The core banking business can be a good business, but it is not a dynamic business. And it is a business that is steadily losing market share. So the business is on the wane in terms of its importance.

If you're going to be just part of this waning business, you stay in this core banking business. What we're trying to do is broaden the scope of the company, look at financial services and see if we can complement a core business that is mature. We would like to enter things that would produce returns on equity greater than 16 to 16.5% and have growth rates better than 20%.

Q.: You sell mutual funds under the First American Enterprises umbrella. What's the outlook for that business, given the recent market downturn?

BOTTORFF: The growth of mutual funds is a secular growth. It's not a cyclical growth although there are cyclical trends. So while the growth rate has been very high recently, that will slow and you might get a slight outflow so you get some decline. But my guess is that the growth rate will just moderate for a while.

It's driven by a combination of demographic changes and the interest rate cycle. When interest rates are lower, you're going to get higher growth and when interest rates are higher, you probably won't get as high growth.

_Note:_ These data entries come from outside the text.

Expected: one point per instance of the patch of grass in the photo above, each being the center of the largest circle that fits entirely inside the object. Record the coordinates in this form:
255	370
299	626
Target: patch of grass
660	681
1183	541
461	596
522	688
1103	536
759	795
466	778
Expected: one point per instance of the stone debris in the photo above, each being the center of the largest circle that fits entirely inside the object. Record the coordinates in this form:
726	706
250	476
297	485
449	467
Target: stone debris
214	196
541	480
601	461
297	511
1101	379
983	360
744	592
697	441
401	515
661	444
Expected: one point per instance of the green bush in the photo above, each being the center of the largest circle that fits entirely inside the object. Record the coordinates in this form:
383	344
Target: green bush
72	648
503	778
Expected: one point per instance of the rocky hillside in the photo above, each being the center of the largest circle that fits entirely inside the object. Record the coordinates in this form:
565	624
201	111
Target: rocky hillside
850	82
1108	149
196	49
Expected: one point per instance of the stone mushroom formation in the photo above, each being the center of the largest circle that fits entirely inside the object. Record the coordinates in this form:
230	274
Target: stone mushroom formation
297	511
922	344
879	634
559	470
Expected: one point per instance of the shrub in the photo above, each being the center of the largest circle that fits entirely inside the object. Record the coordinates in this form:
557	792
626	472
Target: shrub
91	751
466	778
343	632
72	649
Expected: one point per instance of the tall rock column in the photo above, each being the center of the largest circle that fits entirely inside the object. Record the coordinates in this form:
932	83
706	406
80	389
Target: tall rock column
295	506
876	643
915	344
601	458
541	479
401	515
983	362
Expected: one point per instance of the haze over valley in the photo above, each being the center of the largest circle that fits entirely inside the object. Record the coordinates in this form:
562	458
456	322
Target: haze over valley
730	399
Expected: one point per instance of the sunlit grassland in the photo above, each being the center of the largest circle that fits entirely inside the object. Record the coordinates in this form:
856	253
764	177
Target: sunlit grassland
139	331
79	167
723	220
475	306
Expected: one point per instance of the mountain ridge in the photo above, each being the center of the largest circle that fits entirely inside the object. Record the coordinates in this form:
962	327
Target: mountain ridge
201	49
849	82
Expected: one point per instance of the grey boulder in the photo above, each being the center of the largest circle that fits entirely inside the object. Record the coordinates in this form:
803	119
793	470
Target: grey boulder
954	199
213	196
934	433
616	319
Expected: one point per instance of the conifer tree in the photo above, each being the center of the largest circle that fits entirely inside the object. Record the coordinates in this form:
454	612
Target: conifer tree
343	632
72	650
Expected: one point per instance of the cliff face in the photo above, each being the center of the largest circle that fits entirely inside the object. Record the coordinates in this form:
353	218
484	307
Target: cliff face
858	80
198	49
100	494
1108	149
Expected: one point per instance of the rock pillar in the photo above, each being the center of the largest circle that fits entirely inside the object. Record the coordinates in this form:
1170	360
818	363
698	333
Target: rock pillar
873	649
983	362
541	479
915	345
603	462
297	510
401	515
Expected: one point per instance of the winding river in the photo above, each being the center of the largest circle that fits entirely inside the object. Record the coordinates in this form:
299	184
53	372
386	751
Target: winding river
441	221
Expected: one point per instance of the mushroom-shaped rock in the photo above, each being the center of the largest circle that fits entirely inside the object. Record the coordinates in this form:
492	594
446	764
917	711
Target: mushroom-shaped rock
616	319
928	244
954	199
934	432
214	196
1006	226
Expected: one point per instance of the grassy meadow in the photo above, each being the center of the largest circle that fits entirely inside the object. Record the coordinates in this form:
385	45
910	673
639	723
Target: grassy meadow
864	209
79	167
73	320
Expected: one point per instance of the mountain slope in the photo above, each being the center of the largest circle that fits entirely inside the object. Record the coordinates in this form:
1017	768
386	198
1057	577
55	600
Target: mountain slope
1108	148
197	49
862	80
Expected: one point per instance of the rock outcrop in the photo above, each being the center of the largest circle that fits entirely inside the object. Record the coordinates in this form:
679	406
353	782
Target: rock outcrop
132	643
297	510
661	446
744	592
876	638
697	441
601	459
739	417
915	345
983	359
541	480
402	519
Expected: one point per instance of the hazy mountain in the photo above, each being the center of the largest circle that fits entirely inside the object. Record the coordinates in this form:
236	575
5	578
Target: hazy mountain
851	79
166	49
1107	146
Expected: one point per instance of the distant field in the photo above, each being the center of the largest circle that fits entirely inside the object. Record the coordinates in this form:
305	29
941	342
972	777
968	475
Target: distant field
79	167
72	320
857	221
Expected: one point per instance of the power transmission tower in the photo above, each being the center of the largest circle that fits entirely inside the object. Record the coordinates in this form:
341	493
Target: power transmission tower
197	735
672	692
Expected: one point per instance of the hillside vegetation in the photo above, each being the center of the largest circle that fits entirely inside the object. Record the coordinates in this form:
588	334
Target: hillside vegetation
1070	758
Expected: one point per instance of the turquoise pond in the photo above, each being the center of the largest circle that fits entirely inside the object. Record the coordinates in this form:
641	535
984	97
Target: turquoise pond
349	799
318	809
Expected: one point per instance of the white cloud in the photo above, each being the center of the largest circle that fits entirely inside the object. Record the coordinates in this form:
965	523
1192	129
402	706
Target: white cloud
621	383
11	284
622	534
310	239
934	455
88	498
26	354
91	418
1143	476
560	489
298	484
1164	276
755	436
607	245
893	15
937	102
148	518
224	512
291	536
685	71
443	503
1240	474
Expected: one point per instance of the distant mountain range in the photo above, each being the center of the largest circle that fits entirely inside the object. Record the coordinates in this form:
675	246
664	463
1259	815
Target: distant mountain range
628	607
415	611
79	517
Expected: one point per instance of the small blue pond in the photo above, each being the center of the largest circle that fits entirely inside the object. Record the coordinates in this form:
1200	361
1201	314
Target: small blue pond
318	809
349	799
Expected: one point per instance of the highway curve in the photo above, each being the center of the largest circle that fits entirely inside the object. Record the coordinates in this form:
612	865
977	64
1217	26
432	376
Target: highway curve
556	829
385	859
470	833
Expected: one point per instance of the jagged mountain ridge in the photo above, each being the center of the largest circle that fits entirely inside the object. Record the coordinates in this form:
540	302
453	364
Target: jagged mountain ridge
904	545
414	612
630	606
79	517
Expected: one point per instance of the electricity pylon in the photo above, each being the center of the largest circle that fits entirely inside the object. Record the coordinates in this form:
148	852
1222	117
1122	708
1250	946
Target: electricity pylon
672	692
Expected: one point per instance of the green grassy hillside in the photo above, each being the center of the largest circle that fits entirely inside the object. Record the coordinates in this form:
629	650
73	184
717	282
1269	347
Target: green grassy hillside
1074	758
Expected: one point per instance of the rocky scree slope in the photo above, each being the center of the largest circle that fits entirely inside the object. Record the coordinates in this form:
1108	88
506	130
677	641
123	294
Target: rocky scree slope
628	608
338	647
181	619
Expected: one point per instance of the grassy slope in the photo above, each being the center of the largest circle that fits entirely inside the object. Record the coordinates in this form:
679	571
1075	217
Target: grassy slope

Q.: Do you see danger for banks from angry customers who might lose some principal?

BOTTORFF: Yes, there is. Banks have built up a substantial trust over many years. That trust is one of the biggest assets we have in the industry.

And if, as we become more sales oriented as an industry, we look more like insurance salesmen or brokerage house salespeople and begin to lose that trust, we will have lost tremendous value in the franchise. So there is a lot of risk and you need to be very careful and protect that trust.

I tell people here that the revenues are not as important as ensuring that the customer understands what they're buying. The revenues will follow.

Q.: How do you restrain your salespeople in the branches?

BOTTORFF: You go back and inspect all the tickets. You do all these suitability tests. There are checks and balances after the fact to determine whether or not you had proper disclosure to the customer. We say we have to be perfect on those. So if you have a bad audit, there are going to be consequences to that.

Q.: What are the consequences?

BOTTORFF: I think the management of that operation thinks the consequences are that they probably won't be in charge of that operation anymore. I haven't said that to them that directly. But I think if you went and asked them, they'd say, I'd better not mess this thing up.

While the broker has the responsibility, where we're really making accountability is the management of the operation. They know their brokers had better not mess up.

Q.: Do your salespeople have incentive to favor your proprietary funds?

BOTTORFF: No. The trust area, where the proprietary funds are managed, would love for us to encourage the sales force to give some preference to their product. What we have said to the trust department is you have to compete through performance.

The customer is going to be better off if you're forced to compete against all other product lines. So if you can't compete your funds won't be successful.

The trust department hasn't been particularly excited about that because they would love a proprietary sales force.

Q.: What's the outlook for bank acquisitions in Tennessee, given the movement toward national interstate banking?

BOTTORFF: If you look at market opportunities, Tennessee is a good market, but it's not a great market. There are other markets that are more rapidly growing with larger institutions. When you get to be $50 billion in assets, if you can buy a $15 billion institution in Washington, D.C., that is better than buying a $5 billion institution in Tennessee.

The next round [of acquisitions] is going to be $15 billion to $30 billion banks. If you take a $7 billion institution like us and a $165 billion institution like NationsBank - we're peanuts to them.